I have that every root (over $\mathbb{C}$) of \begin{equation} f_1(w) = (Q_5(w))^2 + 16Q_5(w)(1 + w)^3 w^2 - 80(1 + w)^2 w^3 P_5(w) = 0 \end{equation} that is not a root of Q_5(w) neither w = 0 or w =-1, is also a root of \begin{equation} f_2(w) = (24)^3 (1 + w)^5 w^4 [4P_5 (w) w - Q_5(w) ( 1 + w)]^3 + 108(Q_5(w))^5 = 0 \end{equation}

So I want to divide f_2(w)^{10} by f_1(w) and set the remainder to zero to get conditions over the c_i's. I don't know the best algebra software to use neither how to implement the algorithm.
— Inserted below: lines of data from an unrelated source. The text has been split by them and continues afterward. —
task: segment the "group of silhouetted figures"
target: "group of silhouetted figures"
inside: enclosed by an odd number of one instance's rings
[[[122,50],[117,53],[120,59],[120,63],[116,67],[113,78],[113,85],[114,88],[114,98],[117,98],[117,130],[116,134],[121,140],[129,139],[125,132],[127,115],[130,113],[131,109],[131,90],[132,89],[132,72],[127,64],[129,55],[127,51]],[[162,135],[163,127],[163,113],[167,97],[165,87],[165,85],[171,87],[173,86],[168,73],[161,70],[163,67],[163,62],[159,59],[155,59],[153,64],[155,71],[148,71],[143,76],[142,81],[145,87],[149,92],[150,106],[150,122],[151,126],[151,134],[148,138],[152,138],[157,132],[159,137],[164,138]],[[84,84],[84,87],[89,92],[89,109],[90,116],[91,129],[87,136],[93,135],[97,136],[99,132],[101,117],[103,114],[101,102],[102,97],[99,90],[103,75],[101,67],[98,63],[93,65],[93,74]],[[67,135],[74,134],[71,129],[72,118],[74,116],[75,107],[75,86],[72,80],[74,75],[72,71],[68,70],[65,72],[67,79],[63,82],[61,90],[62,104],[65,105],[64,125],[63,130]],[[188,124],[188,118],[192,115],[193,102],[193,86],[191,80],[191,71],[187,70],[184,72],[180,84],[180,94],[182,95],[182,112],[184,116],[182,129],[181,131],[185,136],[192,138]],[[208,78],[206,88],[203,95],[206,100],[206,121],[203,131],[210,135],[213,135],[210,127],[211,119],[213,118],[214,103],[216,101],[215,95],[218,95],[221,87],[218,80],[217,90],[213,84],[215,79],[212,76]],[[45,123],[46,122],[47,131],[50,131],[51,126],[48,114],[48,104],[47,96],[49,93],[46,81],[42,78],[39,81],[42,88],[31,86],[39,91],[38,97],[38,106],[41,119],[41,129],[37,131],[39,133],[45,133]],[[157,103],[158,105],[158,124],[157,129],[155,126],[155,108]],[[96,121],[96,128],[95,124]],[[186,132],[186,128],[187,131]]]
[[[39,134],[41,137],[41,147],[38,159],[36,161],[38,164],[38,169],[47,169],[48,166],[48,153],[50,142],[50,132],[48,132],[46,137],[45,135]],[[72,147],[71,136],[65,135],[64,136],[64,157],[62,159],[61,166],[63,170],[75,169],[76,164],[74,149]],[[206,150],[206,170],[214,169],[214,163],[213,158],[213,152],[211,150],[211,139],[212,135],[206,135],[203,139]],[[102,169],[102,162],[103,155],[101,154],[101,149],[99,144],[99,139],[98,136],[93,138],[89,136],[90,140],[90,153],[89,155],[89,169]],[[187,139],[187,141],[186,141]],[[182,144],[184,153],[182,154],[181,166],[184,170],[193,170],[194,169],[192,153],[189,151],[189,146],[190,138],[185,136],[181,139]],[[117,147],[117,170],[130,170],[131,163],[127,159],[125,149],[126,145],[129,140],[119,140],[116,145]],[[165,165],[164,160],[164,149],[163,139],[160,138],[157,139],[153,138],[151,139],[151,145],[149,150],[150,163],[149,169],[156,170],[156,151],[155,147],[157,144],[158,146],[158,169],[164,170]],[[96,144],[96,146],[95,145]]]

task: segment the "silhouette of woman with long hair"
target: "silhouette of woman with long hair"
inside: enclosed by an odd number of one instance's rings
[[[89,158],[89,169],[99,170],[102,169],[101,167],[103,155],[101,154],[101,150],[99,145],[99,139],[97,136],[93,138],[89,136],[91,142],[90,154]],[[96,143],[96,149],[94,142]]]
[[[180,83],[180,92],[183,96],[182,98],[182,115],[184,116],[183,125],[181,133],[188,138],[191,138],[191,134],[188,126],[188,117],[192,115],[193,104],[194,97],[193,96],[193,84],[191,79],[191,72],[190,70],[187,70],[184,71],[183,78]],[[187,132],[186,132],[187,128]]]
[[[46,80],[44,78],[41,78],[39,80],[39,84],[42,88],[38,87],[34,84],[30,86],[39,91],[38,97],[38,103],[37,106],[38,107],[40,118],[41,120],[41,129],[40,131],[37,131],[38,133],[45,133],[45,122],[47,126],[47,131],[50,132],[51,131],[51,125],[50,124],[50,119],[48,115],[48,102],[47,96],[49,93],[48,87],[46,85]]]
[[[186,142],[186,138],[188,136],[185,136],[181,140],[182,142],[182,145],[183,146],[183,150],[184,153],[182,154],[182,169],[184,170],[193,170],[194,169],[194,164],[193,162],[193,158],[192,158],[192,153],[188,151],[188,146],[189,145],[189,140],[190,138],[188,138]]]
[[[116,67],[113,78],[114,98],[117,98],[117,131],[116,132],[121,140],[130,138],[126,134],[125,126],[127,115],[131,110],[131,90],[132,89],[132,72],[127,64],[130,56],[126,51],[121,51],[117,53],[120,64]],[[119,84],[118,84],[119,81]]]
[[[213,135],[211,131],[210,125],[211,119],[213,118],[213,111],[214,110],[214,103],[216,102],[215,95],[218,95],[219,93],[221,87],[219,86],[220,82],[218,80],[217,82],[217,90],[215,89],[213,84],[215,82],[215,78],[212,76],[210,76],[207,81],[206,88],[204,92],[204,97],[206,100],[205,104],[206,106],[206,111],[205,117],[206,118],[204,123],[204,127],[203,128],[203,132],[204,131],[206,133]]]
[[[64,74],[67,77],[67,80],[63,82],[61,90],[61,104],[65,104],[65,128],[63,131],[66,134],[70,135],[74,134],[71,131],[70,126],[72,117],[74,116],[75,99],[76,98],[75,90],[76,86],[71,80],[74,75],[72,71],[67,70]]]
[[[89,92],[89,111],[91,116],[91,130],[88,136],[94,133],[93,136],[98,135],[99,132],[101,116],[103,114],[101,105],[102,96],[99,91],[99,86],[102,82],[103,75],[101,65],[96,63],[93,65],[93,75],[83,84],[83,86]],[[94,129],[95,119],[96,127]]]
Context: The origin of this question comes from Mirror Symmetry and computing the superpotential $W$, which is just function, in my case from $\mathbb{C}^2$ to $\mathbb{C}$, of the Landau-Ginzburg model for the complement of a divisor in $CP^2$. The Superpotential is a Laurent polynomial whose coefficients are given by a count of holomorphic discs, and monomials are related to a relative homotopy class of the group. I was able to prove that $$W= z+\frac{2(1+w)^2}{z^2}+\frac{P_5(w)}{w z^5}$$ Using Floer theory one can show that the critical points (z,w) of $W$ (which are in correspondence with roots of $f_1(w)$ that are not root of $Q_5(w), w $ and $w+1$) satisfies W(z,w) = 27, from where we get f_2(w) = 0.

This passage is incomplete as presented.